After the movie, all three of the ladies had on their schedule to do some independent study and while two of the ladies worked fine on their own, one of them, a very young looking, pregnant woman, asked for my help.  She was struggling to read and then to understand what she was reading, and the other ladies spoke up to say that she often did her study orally.  So the other women finished as she and I were getting started, and I read her the instructions, explaining what the words meant.  We took our time on a lesson that was all about believing positive messages about ourselves…. the one she struggled to believe was that she was smart.  We talked for quite some time about her gifts, and at the end of the lesson she hugged and thanked me, saying I was like her mom who always helped her in school.

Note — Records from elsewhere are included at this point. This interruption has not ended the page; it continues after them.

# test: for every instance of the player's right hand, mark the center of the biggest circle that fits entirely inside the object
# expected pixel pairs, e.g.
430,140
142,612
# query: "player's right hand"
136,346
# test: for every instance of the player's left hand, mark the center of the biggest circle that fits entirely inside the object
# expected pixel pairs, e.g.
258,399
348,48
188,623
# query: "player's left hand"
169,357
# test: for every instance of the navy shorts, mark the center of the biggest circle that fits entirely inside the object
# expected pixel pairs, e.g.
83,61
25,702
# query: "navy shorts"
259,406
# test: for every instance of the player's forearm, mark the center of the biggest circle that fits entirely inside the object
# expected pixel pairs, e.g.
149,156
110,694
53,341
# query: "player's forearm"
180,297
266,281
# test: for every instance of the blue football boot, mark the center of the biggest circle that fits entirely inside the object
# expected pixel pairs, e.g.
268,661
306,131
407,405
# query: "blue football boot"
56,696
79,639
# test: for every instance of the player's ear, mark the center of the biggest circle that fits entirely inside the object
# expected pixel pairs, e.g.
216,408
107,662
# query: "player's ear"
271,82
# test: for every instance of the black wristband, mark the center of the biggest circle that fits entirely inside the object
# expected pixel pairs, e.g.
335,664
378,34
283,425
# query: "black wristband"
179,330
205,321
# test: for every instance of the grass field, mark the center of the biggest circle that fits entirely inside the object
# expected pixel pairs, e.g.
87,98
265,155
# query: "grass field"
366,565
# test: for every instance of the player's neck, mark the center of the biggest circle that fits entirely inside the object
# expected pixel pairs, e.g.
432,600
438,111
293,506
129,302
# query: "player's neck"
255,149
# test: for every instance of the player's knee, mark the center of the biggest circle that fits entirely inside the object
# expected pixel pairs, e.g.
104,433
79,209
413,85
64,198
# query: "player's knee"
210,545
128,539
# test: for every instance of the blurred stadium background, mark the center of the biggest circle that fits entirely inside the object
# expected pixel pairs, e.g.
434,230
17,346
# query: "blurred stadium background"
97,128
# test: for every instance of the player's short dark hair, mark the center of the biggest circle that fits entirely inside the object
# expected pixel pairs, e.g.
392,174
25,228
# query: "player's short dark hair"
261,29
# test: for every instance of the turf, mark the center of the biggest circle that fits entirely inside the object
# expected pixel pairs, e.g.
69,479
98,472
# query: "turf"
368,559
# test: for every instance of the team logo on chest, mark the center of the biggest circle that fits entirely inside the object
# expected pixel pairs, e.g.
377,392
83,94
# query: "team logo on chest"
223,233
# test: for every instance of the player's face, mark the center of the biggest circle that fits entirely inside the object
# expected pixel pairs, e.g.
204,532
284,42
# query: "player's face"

As we prepared for dinner, we decided that with so few women there we could go out and get something to eat, which the ladies were thrilled with.  Two of them went to shower and “get ready” and the oldest of the group stayed behind and talked.  She’s in her mid-30s and done with the life, she just wants to change things.  She is full of humor and wit, wild stories and sass, sharing that she made it only through the sixth grade before dropping out and that she never got her driver’s license.  She is still struggling to get on schedule after coming off the street, and has been sleeping most of her time at the house so far, which we keep telling her is ok… but she’s ready to get regulated.  She says she feels at peace in the house and is amazed, that despite coming from hell and carrying so many demons, they didn’t follow her in.  She’s praying that she’ll be able to go to the safe house for long term help.

Spending time with these ladies today reminds me of how important this work is.  I don’t always see these things in my role, so when I do I like to make sure that I take it in and save it for all of the times when I’m at networking events or partner luncheons or coalition meetings.  These ladies are what matter.